Les événements de vendredi soir ont débouché sur des perquisitions ce samedi en fin d'après-midi à Molenbeek. Un photographe de presse a pu y constater un climat de tension et en a même fait les frais.

Ce samedi, un photographe belge qui souhaite garder l'anonymat a reçu une demande d'un média pour lequel il collabore et s'est donc déplacé à Molenbeek pour y couvrir les perquisitions faisant suite aux attentats de Paris. "Alors qu'une voiture de police passait dans la rue, une femme un peu hystérique courait derrière ce véhicule. Faisant mon boulot, j'ai photographié cet instant. C'est alors qu'une personne sortie de nulle part a couru vers moi et m'a agressé."

L'homme a directement été traité de traître par son agresseur. "Je suis d'origine marocaine et donc cette personne de 23 ans maximum m'a jugé comme un traître alors que je n'étais là que pour faire mon travail, un relais d'informations. Dans son énervement, il a commencé une phrase menaçante : 'Si tu continues à prendre des photos...' et il l'a terminée en jetant mon matériel par terre." Le flash et la protection de l'appareil sont cassés, les dégâts matériels sont estimés à 1.000€. Et pour enfoncer le clou, alors que son agresseur était en fuite, le photographe a été giflé par une personne présente sur les lieux de l'agression. "Sans doute un proche du premier agresseur…"

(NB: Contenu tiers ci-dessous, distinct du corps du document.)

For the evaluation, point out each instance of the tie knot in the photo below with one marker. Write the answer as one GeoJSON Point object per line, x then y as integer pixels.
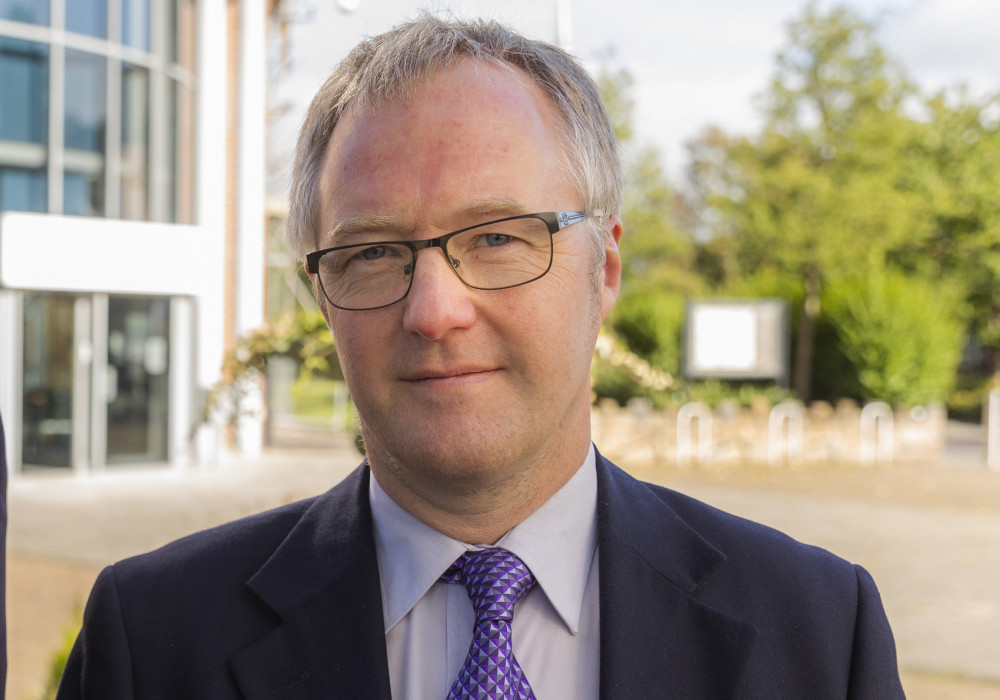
{"type": "Point", "coordinates": [495, 580]}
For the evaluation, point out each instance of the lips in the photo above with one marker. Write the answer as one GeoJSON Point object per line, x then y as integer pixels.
{"type": "Point", "coordinates": [446, 373]}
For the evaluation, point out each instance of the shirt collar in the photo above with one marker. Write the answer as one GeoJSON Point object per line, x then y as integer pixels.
{"type": "Point", "coordinates": [557, 542]}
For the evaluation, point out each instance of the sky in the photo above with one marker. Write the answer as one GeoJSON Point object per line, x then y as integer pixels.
{"type": "Point", "coordinates": [694, 64]}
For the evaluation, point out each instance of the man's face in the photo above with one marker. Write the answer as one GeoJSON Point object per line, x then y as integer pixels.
{"type": "Point", "coordinates": [460, 388]}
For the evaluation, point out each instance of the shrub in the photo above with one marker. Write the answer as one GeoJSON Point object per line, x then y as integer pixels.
{"type": "Point", "coordinates": [901, 335]}
{"type": "Point", "coordinates": [649, 322]}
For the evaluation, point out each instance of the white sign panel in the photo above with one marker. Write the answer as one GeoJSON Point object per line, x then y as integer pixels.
{"type": "Point", "coordinates": [736, 340]}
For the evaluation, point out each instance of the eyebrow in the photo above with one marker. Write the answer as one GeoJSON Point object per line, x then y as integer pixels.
{"type": "Point", "coordinates": [494, 208]}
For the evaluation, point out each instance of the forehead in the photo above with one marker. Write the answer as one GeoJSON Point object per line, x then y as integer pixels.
{"type": "Point", "coordinates": [487, 128]}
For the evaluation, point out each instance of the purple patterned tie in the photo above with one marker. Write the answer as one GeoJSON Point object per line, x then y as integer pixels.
{"type": "Point", "coordinates": [495, 580]}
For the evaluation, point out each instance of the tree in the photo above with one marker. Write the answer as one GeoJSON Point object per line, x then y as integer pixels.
{"type": "Point", "coordinates": [828, 184]}
{"type": "Point", "coordinates": [963, 245]}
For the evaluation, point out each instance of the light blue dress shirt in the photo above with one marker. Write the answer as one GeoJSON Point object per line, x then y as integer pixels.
{"type": "Point", "coordinates": [556, 627]}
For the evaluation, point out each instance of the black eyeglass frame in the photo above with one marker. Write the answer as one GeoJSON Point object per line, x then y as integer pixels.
{"type": "Point", "coordinates": [553, 220]}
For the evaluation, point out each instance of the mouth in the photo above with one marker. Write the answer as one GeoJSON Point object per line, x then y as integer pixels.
{"type": "Point", "coordinates": [450, 375]}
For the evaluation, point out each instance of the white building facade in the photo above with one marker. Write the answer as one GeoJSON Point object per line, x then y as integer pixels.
{"type": "Point", "coordinates": [131, 222]}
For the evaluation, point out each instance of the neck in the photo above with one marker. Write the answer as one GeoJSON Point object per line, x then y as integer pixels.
{"type": "Point", "coordinates": [474, 510]}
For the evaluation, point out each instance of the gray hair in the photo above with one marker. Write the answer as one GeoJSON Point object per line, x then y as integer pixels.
{"type": "Point", "coordinates": [390, 65]}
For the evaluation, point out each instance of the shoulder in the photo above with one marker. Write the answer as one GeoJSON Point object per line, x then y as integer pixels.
{"type": "Point", "coordinates": [750, 559]}
{"type": "Point", "coordinates": [229, 554]}
{"type": "Point", "coordinates": [239, 546]}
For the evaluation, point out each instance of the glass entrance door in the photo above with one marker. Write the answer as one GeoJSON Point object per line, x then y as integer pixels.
{"type": "Point", "coordinates": [137, 379]}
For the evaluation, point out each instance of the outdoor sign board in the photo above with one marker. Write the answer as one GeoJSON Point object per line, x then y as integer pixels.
{"type": "Point", "coordinates": [736, 339]}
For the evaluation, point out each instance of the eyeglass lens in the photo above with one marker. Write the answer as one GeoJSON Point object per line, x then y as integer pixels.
{"type": "Point", "coordinates": [492, 256]}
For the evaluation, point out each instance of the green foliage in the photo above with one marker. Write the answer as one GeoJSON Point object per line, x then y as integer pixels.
{"type": "Point", "coordinates": [301, 336]}
{"type": "Point", "coordinates": [967, 397]}
{"type": "Point", "coordinates": [902, 336]}
{"type": "Point", "coordinates": [656, 252]}
{"type": "Point", "coordinates": [650, 323]}
{"type": "Point", "coordinates": [713, 392]}
{"type": "Point", "coordinates": [57, 663]}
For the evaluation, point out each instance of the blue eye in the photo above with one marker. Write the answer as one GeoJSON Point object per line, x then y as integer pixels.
{"type": "Point", "coordinates": [496, 239]}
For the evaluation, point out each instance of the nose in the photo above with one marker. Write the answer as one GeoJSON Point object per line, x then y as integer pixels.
{"type": "Point", "coordinates": [438, 301]}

S'il est conscient que cette attaque n'est rien à côté de ce qu'ont subi les Parisiens vendredi soir, notre homme est néanmoins choqué par la situation : "Ces gens se plaignent des amalgames mais tombent eux-même dans ce jeu-là. En quoi suis-je un traître parce que je fais mon travail ? En jetant mon appareil par terre, cette personne a porté atteinte à beaucoup de choses. Je ne tiens toutefois pas à diaboliser toute une communauté, c'est l'acte d'un jeune homme stupide qui ne sait rien du métier de journaliste. J'étais également perplexe de voir que la quinzaine de personnes présente dans la rue n'a pas bronché. Les gardiens de la paix qui étaient là ne sont visiblement pas autorisés à arrêter quelqu'un, ils s'étaient contentés d'appeler la police."

L'homme a évidemment porté plainte dans la foulée… et est retourné sur le lieu de la perquisition pour terminer son boulot.